Some will scoff at such publicity-seeking, but Twyford needs to maintain a sense of momentum in the housing portfolio even if progress in implementing KiwiBuild is painfully slow.

Such paltry progress has been overshadowed by poultry coming home to roost elsewhere, however.

Labour was always clear that it would take time to ramp KiwiBuild up to full steam; that it would take more than three years to reach an annual output of 10,000 new homes.

It suited Labour politically for people to think an annual 10,000 target would apply from year one.  The party made precious little effort to correct that impression.

It is now paying a price for failing to do so. 

The mistaken target makes the low level of construction look even more  pathetic than is already the case.

Labour is also paying a price for not adapting the six-year old policy to account for the huge change in the economic circumstances in which KiwiBuild must now function.

When he unveiled the policy back in 2012, David Shearer, Labour’s then leader, stressed the scheme’s big plus would be a consequent cut in unemployment.

Six years on Labour is instead having to grapple with a shortage of skilled workers in the construction sector. It is a shortfall which in the short-term can only be remedied by opening the gates to skilled migrants and thereby exposing Labour to voter grizzles.

Another problem is that wage pressures caused by a labour shortage along with price rises for building materials have seen Labour having to up the price at which KiwiBuild homes will be sold.

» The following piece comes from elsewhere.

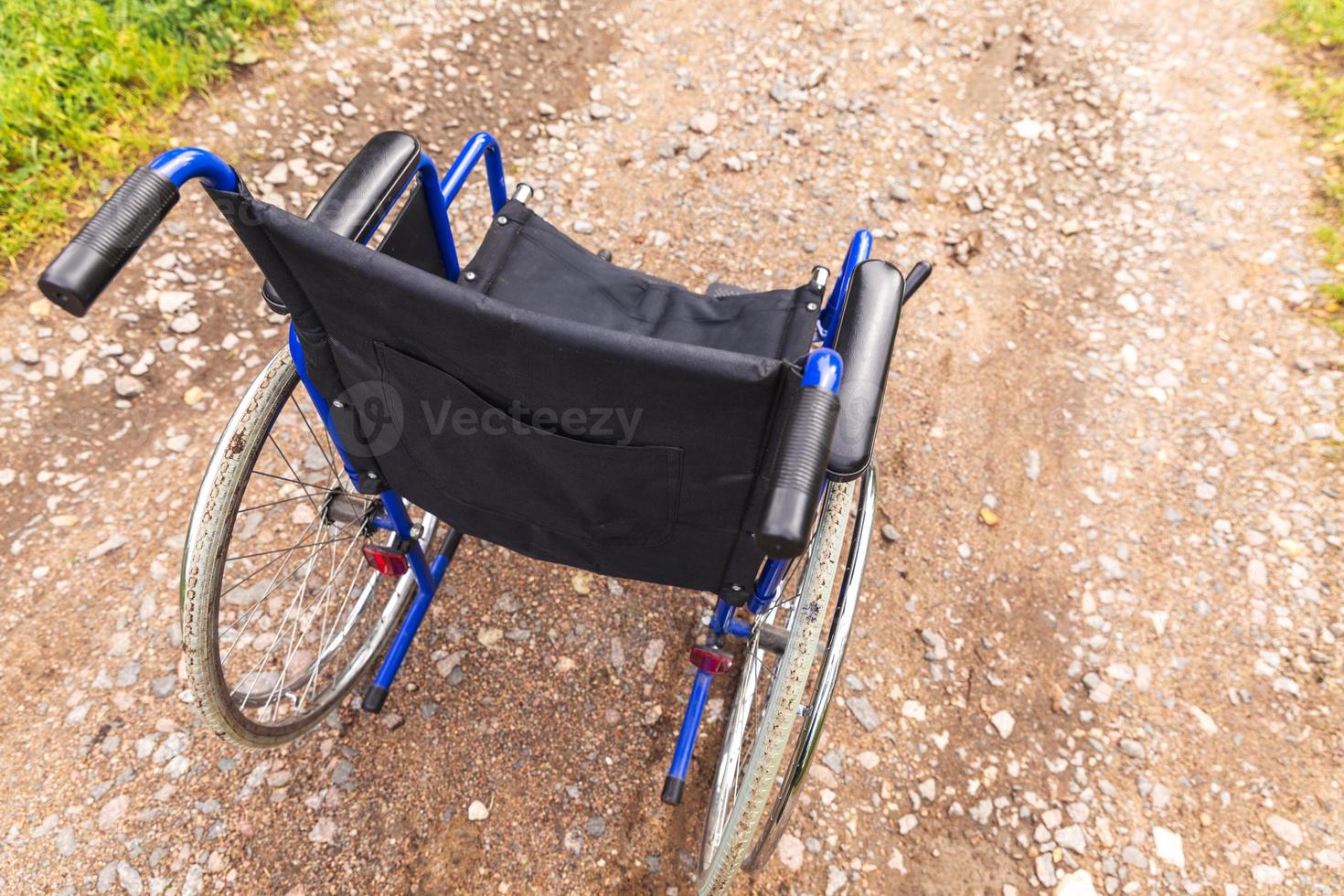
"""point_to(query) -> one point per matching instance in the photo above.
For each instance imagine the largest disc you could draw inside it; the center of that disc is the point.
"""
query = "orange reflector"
(386, 559)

This poses a major dilemma. If the price is too high, it might shut even more deserving first-home buyers out of the property market.

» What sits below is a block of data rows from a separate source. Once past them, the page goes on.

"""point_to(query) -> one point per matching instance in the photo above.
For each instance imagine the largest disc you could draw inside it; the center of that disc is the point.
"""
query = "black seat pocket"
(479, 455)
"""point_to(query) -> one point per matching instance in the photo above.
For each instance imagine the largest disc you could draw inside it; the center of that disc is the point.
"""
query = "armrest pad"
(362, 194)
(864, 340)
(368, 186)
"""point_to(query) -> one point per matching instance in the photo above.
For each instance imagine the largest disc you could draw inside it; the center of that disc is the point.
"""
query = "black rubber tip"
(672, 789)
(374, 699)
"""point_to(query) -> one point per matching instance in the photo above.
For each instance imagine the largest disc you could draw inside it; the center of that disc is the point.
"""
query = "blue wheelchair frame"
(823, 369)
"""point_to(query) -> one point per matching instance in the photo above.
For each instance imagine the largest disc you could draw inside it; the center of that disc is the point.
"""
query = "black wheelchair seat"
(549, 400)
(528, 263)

If the price is too low, taxpayers will effectively be subsidising home ownership for a relatively lucky few.

Worse, taxpayers might well end up subsidising would-be homeowners who do not need help to buy their first house. The Cabinet has yet to finalise the criteria determining eligibility for the purchase of KiwiBuild homes.

If limits are not placed on applicants’ income levels, sooner or later someone will secure a KiwiBuild property even though they could afford to buy on the open market. 

If the Government fails to block such opportunities to manipulate KiwiBuild, it will be courting a severe backlash.

Such a commotion will be trifling in comparison to the anger and indignation which will erupt if taxpayers end up underwriting property speculators who go bust.

That may sound far fetched. But the time it is going to take to get construction under way on large projects like the one planned for the Unitec site has seen the Government opt for buying properties off the plans of private developers. 

The latter are finding it more difficult to get the financial backing from banks and other sources willing to lend the kind of money required to get building on large subdivisions under way.

Twyford has indicated that he is willing to have taxpayers underwrite such developments.

This is dicey stuff  - politically as well as financially. Whatever safeguards might be in place, when property developers go belly up, there is only one thing that you can guarantee - namely that every one ends up being a loser.

Overall, KiwiBuild will be judged on a simple measure: how many extra houses end up being built as a result of its existence minus how many do not get built as a result of its existence.

One thing is not in dispute, however. As the unofficial Minister for Auckland, Twyford has to deliver. 

Should he fail to do so, his career in politics will be over. It is as simple as that.